Experiments were conducted in murine and human in vitro systems and in vivo murine islet transplant models, using species-specific anti-TLR4 monoclonal antibodies. In vitro, mixed lymphocyte-islet reaction experiments were performed to assess T-cell activation and proliferation. In vivo, both a syngeneic (B6-to-B6) marginal mass islet transplant model to assess the impact of TLR4 blockade on islet engraftment and an allogeneic (DBA1-to-B6) model were used.
In vitro TLR4 blockade decreased lipopolysaccharide-mediated β-cell apoptosis and T-cell activation and proliferation against allogeneic islets. In vivo, TLR4 blockade resulted in significantly better syngeneic marginal mass islet engraftment and in indefinite allogeneic islet graft survival. Tolerance was not observed because donor-specific skin graft rechallenge in nonrejecting animals resulted in rejection of both skin and islets, but without accelerated rejection as compared to naive animals.
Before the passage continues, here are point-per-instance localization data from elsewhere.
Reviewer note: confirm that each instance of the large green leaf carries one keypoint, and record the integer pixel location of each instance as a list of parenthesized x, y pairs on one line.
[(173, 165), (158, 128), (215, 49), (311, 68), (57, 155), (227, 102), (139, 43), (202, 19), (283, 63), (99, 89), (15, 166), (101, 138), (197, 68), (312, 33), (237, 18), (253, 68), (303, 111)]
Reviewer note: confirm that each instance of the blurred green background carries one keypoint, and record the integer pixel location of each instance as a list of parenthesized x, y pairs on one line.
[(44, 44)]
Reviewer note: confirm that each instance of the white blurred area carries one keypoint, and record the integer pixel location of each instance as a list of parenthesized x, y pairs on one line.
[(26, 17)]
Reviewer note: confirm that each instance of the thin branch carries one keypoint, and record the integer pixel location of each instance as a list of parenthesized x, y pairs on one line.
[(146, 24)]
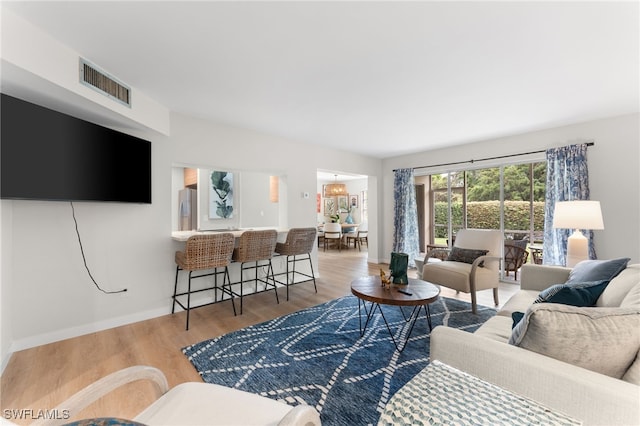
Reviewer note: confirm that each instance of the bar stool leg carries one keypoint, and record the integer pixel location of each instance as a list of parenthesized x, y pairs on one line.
[(273, 278), (189, 300), (175, 290), (227, 279), (313, 275)]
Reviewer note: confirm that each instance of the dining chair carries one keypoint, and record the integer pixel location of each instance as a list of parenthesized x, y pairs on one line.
[(332, 233), (359, 236), (255, 248), (203, 252)]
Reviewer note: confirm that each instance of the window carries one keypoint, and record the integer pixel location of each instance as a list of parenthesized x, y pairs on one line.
[(508, 197)]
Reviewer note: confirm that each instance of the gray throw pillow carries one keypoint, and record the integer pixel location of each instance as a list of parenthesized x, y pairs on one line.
[(466, 255), (597, 270), (605, 340)]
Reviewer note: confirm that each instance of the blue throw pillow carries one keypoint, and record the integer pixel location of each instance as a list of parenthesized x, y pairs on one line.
[(596, 270), (574, 294), (466, 255)]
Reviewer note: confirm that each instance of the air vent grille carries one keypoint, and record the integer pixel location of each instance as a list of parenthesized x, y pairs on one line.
[(98, 80)]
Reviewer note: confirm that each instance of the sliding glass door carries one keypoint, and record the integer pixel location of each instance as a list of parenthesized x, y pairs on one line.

Taken together, our data indicate that TLR4 blockade leads to a significant improvement of syngeneic islet engraftment and of allogeneic islet graft survival. A mechanism of graft accommodation with concurrent inhibition of donor-specific immune memory is likely to be involved.
Toll样受体是无菌性炎症现象的关键参与者,可通过增强移植物免疫原性连接先天性和适应性免疫系统。它们也被认为是1型和2型糖尿病发展的介质。本研究的目的是评估Toll样受体4(TLR4)在介导对胰岛的炎症和免疫反应中的作用,从而促进胰岛移植物的炎症破坏和免疫排斥。
使用物种特异性抗TLR4单克隆抗体,在小鼠和人类体外系统以及体内小鼠胰岛移植模型中进行实验。在体外,进行混合淋巴细胞-胰岛反应实验以评估T细胞活化和增殖。在体内,使用同基因(B6到B6)边缘质量胰岛移植模型来评估TLR4阻断对胰岛植入的影响,并使用异基因(DBA1到B6)模型。
在体外,TLR4阻断减少了脂多糖介导的β细胞凋亡以及针对异基因胰岛的T细胞活化和增殖。在体内,TLR4阻断导致同基因边缘质量胰岛植入明显改善,异基因胰岛移植物无限期存活。未观察到耐受,因为在未排斥动物中再次挑战供体特异性皮肤移植物会导致皮肤和胰岛均被排斥,但与未处理动物相比,排斥反应没有加速。
综上所述,我们的数据表明,TLR4阻断可显著改善同基因胰岛植入和异基因胰岛移植物存活。可能涉及移植物适应机制并同时抑制供体特异性免疫记忆。